If Model S owners can’t make it to the service center, they can call the Tesla Rangers. The Rangers will visit an owners home or office and can provide any service offering that doesn’t require a service lift.
During a scheduled annual inspection (or after 12,500 miles), a service technician will spend several hours conducting a full assessment of vehicle components including brakes, tires, suspension, steering, lighting, and safety components.
Tesla’s service department will regularly receive updates on how the car is performing. If the diagnostics find a potential issue, it can alert Tesla’s service team and a message may pop up on the instrument panel to alert the driver. The Model S has software designed to control this functionality, and many of its service interactions will be in the form of a software update using the car’s Internet connection or a wifi network.
This connectivity means that service enhancements can be installed remotely. Tesla is working on updates that will include a speed warning that chimes, additional stereo system settings, and memory seat functionality. Some of these enhancements are coming through customer feedback. One example of drivers telling Tesla what they want of their car: the Model S will soon get an update that will allow forward ‘creep’ when you remove your foot from the brake. Tesla heard this feedback during the recent Get Amped tour.

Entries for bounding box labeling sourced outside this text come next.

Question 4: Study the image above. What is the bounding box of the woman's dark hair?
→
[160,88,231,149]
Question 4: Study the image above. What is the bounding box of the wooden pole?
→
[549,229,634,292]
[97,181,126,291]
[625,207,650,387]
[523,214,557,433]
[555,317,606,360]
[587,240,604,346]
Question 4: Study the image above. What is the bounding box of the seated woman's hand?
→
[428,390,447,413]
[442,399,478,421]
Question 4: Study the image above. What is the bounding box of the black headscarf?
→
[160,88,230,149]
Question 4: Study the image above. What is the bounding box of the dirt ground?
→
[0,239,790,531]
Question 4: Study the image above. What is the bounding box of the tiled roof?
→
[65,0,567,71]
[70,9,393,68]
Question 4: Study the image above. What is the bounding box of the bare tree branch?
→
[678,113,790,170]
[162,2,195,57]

So, what will all of this service cost the Model S owner? In North America, a one-year (or 12,500-mile) service plan costs $600 and covers annual inspection and all wear and tear parts, excluding tires. A pre-paid four-year service plan is available for $1,900 and includes four annual inspections up to 50,000 miles. Ranger visits cost a $100 flat fee per visit, and there is a combined plan that includes “Tesla Service and unlimited Ranger Service for four years or 50,000 miles for $2,400.” Or, as it’s know in Tesla costs, two High Power Wall Connectors.